Sensitivity of quantum walks to boundary of two-dimensional lattices: approaches from the CGMV method and topological phases

TL;DR

This paper analyzes how two-dimensional quantum walks with boundaries exhibit edge states linked to topological phases, using spectral analysis of CMV matrices and introducing a new topological invariant for gapless spectra.

Contribution

It connects quantum walks to CMV matrices, derives spectra of edge states, and introduces a new topological number applicable when bulk spectra are gapless.

Findings

Edge states are consistent with bulk-edge correspondence predictions.

A new topological number is defined for gapless bulk spectra.

Edge states influence the asymptotic behavior of quantum walks.

Abstract

In this paper, we treat quantum walks in a two-dimensional lattice with cutting edges along a straight boundary introduced by Asboth and Edge (2015 Phys.Rev. A 91 022324) in order to study one-dimensional edge states originating from topological phases of matter and to obtain collateral evidence of how a quantum walker reacts to the boundary. Firstly, we connect this model to the CMV matrix, which provides a 5-term recursion relation of the Laurent polynomial associated with spectral measure on the unit circle.
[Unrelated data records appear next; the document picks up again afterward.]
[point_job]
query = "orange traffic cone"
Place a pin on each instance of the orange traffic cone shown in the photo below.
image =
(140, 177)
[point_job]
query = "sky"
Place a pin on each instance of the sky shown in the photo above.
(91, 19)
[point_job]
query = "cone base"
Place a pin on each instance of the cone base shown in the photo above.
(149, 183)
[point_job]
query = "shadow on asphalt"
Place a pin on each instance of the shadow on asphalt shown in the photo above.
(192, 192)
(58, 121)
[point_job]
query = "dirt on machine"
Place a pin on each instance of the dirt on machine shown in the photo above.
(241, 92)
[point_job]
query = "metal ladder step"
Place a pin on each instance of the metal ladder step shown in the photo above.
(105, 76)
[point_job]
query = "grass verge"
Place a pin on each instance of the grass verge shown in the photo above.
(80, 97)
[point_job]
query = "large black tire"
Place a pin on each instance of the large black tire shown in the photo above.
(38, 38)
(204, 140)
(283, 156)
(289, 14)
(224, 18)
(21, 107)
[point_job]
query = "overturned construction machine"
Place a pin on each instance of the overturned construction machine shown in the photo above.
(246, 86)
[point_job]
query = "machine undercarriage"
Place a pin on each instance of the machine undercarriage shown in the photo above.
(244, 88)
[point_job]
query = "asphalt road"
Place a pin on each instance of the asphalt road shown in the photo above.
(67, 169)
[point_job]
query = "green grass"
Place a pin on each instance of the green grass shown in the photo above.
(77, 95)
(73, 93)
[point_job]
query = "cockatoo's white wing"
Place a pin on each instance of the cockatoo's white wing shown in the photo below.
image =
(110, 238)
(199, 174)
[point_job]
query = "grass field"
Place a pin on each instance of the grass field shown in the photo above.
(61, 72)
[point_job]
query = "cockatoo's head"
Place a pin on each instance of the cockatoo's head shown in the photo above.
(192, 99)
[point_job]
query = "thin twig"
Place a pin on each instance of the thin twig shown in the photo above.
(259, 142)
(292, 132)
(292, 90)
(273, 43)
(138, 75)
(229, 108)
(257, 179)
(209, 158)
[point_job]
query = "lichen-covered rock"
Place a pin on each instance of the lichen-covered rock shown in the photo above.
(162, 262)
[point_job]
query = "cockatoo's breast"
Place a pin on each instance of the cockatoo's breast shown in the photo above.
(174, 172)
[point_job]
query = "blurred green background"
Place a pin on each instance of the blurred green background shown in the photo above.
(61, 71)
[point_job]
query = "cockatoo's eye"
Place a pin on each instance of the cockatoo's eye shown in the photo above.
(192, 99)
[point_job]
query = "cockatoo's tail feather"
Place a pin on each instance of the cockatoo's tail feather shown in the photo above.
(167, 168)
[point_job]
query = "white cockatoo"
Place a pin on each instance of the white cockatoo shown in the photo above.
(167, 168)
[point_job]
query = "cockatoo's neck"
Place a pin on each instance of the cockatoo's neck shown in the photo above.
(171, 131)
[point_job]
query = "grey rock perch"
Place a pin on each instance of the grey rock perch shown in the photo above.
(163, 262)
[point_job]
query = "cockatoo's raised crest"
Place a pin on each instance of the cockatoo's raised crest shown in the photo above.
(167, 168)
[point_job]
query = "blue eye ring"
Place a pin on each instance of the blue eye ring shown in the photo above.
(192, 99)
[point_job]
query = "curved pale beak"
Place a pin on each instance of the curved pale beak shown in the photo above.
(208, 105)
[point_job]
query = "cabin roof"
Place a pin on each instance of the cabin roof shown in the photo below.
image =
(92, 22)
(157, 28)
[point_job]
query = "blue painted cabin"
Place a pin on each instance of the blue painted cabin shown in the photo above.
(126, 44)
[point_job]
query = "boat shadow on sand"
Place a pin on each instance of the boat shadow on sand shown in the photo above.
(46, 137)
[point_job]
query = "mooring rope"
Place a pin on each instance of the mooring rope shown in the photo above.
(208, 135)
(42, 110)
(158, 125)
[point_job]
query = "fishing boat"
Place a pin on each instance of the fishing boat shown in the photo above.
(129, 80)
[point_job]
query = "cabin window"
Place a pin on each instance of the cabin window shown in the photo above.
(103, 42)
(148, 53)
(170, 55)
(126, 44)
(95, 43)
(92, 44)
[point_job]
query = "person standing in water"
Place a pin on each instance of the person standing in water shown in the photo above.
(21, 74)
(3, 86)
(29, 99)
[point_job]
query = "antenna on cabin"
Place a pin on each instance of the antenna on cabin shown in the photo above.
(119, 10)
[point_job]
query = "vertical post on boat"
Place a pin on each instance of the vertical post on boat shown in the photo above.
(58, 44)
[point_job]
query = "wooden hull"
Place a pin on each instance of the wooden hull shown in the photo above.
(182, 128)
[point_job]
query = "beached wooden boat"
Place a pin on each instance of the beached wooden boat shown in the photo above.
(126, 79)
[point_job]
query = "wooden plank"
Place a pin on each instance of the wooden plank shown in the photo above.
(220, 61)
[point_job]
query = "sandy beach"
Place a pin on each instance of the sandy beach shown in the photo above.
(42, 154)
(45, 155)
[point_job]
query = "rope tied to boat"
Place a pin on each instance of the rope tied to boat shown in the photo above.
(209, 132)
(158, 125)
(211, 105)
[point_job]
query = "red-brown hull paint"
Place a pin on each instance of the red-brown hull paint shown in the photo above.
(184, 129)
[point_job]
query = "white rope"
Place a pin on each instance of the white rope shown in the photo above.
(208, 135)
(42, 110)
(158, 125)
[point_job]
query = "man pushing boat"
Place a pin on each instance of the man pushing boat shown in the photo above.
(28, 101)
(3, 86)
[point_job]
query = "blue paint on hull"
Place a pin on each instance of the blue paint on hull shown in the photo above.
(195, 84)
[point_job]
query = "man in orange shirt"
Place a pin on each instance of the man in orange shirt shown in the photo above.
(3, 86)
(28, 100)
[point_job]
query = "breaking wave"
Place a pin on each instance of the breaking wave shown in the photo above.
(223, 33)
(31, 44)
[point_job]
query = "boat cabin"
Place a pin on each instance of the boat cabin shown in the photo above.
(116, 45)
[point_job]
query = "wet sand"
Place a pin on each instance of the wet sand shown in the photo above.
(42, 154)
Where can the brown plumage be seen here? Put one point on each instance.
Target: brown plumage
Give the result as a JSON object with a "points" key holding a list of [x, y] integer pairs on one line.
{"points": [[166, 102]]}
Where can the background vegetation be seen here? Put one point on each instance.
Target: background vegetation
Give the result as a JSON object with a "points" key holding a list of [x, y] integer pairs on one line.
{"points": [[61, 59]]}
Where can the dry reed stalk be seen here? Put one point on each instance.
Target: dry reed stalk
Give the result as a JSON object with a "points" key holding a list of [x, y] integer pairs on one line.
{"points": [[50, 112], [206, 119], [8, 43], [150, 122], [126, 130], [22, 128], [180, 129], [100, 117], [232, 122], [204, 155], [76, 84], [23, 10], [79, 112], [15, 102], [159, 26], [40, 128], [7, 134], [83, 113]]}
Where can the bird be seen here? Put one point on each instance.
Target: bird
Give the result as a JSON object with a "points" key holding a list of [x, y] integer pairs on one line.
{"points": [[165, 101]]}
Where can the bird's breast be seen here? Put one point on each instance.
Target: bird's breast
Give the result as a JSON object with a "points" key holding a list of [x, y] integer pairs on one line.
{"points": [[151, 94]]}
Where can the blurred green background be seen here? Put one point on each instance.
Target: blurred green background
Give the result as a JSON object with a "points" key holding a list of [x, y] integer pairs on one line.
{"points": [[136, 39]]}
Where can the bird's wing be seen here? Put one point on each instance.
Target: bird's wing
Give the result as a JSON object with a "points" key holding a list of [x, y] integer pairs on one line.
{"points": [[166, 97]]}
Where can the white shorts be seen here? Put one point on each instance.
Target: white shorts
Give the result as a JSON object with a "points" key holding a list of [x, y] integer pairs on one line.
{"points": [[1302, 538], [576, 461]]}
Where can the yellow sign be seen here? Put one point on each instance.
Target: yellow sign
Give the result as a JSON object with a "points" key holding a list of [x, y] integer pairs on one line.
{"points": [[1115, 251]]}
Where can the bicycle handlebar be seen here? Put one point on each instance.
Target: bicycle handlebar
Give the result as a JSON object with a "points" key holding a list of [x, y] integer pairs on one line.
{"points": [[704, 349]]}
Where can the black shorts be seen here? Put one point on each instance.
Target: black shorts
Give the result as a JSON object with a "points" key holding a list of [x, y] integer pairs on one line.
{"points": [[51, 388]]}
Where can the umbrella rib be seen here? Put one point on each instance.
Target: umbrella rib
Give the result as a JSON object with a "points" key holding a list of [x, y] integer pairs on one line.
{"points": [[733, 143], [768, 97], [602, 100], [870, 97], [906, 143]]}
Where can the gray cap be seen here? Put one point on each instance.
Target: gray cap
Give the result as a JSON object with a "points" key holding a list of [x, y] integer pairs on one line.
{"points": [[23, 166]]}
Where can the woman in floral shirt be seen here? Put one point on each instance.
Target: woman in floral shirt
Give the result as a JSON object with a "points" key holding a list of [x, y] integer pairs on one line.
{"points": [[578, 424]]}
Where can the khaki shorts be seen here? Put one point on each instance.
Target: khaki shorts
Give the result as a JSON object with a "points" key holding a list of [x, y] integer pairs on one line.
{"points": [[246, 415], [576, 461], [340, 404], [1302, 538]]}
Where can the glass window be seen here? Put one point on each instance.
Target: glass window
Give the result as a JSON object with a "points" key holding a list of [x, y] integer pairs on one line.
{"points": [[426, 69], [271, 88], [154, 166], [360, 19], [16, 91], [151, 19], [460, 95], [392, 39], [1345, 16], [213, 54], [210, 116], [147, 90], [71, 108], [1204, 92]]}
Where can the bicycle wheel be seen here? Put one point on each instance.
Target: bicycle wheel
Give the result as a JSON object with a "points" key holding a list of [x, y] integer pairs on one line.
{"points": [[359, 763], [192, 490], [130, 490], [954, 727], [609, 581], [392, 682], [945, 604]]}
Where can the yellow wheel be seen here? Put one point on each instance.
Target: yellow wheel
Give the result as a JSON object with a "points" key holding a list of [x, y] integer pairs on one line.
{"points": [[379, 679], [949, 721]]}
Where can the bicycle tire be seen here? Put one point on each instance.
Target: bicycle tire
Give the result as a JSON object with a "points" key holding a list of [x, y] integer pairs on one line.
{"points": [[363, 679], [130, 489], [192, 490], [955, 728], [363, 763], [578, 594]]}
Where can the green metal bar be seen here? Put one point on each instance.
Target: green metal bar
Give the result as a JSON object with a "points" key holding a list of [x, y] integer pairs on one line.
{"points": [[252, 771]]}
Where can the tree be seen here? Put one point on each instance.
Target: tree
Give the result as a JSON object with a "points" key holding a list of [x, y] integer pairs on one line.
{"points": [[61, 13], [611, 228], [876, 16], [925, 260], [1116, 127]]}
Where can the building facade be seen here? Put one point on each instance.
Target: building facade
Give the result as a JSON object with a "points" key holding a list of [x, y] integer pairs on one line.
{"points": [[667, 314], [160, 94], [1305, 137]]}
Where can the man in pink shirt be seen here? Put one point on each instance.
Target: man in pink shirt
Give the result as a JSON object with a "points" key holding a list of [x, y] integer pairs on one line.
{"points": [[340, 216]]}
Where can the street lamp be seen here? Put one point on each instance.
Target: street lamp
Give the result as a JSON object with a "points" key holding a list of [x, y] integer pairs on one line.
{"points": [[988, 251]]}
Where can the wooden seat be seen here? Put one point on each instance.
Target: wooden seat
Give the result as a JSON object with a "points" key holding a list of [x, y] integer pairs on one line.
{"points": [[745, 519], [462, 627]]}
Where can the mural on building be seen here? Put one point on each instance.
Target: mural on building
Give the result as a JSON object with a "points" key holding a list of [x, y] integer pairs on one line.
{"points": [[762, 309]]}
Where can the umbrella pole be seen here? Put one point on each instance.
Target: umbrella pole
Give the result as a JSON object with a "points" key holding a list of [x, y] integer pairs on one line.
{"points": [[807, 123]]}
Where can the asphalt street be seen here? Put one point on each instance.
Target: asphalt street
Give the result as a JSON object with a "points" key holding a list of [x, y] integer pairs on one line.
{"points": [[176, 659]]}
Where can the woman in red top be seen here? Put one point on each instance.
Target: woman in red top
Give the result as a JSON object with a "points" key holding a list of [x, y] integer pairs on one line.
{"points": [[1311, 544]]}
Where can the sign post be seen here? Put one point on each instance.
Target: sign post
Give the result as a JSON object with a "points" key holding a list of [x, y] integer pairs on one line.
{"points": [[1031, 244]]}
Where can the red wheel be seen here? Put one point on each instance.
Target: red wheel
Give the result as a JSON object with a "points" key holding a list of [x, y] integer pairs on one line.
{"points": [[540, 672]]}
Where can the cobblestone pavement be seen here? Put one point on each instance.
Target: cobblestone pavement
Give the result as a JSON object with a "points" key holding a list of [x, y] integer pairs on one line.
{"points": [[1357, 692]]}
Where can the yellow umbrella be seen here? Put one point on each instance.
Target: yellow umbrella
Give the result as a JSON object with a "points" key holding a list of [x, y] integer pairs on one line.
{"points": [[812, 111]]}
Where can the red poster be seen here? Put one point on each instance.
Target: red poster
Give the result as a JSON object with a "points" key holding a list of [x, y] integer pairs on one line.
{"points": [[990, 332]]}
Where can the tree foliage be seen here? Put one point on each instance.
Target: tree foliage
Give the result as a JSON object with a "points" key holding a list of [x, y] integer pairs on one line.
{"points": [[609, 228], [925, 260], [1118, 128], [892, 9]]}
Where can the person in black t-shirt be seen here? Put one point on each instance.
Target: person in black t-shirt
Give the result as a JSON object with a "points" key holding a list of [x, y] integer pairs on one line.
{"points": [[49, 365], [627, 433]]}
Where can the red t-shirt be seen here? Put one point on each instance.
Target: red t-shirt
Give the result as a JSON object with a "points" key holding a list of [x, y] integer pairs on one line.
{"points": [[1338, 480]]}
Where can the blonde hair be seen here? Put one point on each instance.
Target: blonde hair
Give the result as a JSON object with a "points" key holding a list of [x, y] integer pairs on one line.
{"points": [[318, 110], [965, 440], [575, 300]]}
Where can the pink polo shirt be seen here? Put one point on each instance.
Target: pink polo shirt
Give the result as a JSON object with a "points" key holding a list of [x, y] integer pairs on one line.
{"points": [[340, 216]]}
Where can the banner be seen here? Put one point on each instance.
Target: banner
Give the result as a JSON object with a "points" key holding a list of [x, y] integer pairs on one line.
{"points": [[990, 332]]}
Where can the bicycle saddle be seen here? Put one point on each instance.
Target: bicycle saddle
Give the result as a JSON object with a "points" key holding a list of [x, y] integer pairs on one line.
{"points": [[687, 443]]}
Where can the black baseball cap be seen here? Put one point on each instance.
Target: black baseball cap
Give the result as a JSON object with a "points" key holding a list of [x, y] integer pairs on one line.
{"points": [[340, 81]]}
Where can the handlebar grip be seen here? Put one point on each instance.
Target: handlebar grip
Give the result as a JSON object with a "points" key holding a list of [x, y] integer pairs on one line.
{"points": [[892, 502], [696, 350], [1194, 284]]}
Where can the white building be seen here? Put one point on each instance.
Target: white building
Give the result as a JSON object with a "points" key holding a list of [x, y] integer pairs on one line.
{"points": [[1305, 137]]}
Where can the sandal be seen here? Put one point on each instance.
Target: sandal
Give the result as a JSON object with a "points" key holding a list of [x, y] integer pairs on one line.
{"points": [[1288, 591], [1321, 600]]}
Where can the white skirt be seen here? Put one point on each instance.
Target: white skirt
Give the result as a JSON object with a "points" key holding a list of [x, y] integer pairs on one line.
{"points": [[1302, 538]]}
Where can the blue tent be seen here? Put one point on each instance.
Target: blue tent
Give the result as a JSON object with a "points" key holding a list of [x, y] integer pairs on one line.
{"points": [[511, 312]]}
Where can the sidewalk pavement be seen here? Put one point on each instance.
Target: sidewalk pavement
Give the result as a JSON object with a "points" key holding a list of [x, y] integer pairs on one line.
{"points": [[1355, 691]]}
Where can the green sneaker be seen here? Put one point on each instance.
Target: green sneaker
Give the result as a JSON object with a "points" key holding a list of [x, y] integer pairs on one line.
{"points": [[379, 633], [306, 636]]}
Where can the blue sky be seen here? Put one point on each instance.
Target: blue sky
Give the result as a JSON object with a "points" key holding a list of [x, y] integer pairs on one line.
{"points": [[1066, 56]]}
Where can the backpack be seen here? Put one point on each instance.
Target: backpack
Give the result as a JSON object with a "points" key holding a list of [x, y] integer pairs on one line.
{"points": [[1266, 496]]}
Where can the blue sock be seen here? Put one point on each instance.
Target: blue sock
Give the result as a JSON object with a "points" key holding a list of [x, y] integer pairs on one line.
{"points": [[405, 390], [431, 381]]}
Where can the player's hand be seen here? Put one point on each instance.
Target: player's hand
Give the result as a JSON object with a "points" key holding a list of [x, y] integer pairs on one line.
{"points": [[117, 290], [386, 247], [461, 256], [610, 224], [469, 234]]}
Secondly,we explicitly derive the spectra of bulk and edge states of the quantum walk with the boundary using spectral analysis of the CMV matrix. Thirdly, while topological numbers of the model studied so far are well-defined only when gaps in the bulk spectrum exist, we find a new topological number defined only when there are no gaps in the bulk spectrum. We confirm that the existence of the spectrum for edge states derived from the CMV matrix is consistent with the prediction from a bulk-edge correspondence using topological numbers calculated in the cases where gaps in the bulk spectrum do or do not exist. Finally, we show how the edge states contribute to the asymptotic behavior of the quantum walk through limit theorems of the finding probability. Conversely, we also propose a differential equation using this limit distribution whose solution is the underlying edge state.